Is fluency its own separate Thing?
(1:07:45) The elusive key to fluency is the size of your sight vocabulary (how many words you can read without conscious effort). Intonation matters a bit, so there’s a bit more to it than that, but list reading and paragraph reading correlate very highly, so the lion’s share of your fluency is determined by your sight vocabulary.
If fluency was a separate reading-related skill, it would not be affected by how easy or hard a text is. But kids who read texts that are too hard for them become dysfluent, and kids reading texts that are too easy for them become fluent. So fluency is not its own separate Thing, even though the National Reading Panel got everyone talking about the Big Five.
You want to know how to work on fluency? Turn kids into good orthographic mappers.
Fluency tasks are, however, great screening tools, for example the Test of Silent Word Reading Fluency can be administered in a group and takes 3 minutes. It involves words all run together, and kids have to draw lines between the words. It’s great for identifying kids with all kinds of problems for further assessment. Or you can just make up your own test like this, run it on the whole school, and you’ve got your own local norms.
The culprit in poor reading is phonology. That should be obvious. Our language is based on writing phonemes.
It’s exciting that the word learning research corresponds so closely with the intervention research. The most effective interventions develop phonemic proficiency (not just awareness) and sound-letter proficiency, and include plenty of reading connected text.
Question: Does group size matter?
Torgeson says that one-to-four is the magic number, but kids need to be well-matched for skills, because if you have two kids at two different levels you’re doing two different programs. Some programs regroup kids every two weeks to ensure kids are closely matched. You of course also don’t get the same results with four kids on the All-Ritalin team in a group.
Keeping the intensity of intervention up in groups can be a challenge, kids need to be responding all the time to get the same kinds of results as in the research. You need a lot of short tasks so you can keep moving from one to the next. Another thing that works is choral-solo-choral-solo reading, making sure that you don’t just go round the group, you choose the next student randomly, so nobody knows who’s next and they all have to pay attention.
Question: What about English Language Learners?
They fit into the Simple View of Reading like everyone else. If a kid can read in their first language, that predicts their ability to read in their second.
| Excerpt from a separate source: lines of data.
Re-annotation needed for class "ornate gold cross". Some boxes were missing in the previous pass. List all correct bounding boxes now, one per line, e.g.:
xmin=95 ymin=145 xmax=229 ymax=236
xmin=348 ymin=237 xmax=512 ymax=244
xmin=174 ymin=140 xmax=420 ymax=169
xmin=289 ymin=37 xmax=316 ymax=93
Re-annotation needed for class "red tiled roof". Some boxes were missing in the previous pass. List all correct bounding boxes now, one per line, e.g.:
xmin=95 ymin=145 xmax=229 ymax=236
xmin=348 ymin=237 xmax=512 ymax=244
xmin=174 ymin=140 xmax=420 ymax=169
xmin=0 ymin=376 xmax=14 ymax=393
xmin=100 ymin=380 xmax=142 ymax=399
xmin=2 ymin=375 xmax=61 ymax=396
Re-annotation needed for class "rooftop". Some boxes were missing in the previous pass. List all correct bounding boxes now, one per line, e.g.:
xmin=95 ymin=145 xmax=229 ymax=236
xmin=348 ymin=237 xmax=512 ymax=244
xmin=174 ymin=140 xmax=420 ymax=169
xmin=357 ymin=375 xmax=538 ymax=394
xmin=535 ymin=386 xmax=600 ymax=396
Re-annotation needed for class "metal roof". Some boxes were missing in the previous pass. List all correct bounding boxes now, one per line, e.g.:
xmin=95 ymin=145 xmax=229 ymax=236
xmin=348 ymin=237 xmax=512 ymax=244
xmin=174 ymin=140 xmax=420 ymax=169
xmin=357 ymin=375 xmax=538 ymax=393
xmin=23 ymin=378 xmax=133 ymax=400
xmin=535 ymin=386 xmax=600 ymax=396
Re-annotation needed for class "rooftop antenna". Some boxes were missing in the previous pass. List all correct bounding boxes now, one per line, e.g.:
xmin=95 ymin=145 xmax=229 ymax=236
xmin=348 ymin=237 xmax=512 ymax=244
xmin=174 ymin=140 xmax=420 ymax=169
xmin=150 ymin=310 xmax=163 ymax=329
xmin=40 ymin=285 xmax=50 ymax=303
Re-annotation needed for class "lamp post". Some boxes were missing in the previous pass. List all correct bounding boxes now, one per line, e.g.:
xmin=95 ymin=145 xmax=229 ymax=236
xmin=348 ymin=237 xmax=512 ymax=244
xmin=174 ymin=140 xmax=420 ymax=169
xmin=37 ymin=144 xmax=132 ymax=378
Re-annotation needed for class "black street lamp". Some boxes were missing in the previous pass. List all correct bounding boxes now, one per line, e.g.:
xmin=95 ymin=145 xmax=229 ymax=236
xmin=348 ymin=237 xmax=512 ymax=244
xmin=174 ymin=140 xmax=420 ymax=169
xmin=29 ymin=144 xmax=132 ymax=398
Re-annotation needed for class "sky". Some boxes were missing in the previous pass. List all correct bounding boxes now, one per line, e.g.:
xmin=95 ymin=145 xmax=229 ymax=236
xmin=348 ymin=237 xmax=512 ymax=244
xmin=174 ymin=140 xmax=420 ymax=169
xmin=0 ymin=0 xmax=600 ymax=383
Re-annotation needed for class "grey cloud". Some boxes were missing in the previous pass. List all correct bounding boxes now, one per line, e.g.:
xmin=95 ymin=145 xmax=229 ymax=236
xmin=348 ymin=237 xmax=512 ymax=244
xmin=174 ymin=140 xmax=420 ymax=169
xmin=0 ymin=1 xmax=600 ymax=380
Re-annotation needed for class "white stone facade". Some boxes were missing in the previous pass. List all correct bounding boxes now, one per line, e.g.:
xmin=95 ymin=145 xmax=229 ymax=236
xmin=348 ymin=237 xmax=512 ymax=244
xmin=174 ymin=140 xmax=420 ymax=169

Phonemic awareness carries over from one language to another.
Question: Minimum time per day?
Some effective programs do 35 hours, some do 100. What matters is what you do instructionally, using the time well.
For early years prevention you need a good Tier 1 and then smaller Tier 2 groups to turn out a better product, groups of three or four children.
Question: Should children be encouraged to guess words from context? (I think)
Think about what is involved in orthographic mapping. Mapping is making a connection between the pronunciation and that spelling pattern. Children who guess words from context and move on miss that opportunity.
Question: Once kids are good at orthographic mapping, will spelling skills follow?
We don’t really know, normally the spelling doesn’t just take off. The problem is that every word gets added to the sight vocabulary one word at a time.
Learning words takes time, and spelling requires more precise orthographic level of processing than reading. So you won’t see a magical improvement in spelling, it will take time.
Question: Is there a good assessment of word reading efficiency for older kids?
No, the Test of Word Reading Efficiency is OK for middle school, but isn’t particularly good for high school students, older kids don’t get to the more challenging words. The Kaufman Test of Educational Achievement also has some timed items but seems to have much the same problem, only the most severe kids show up.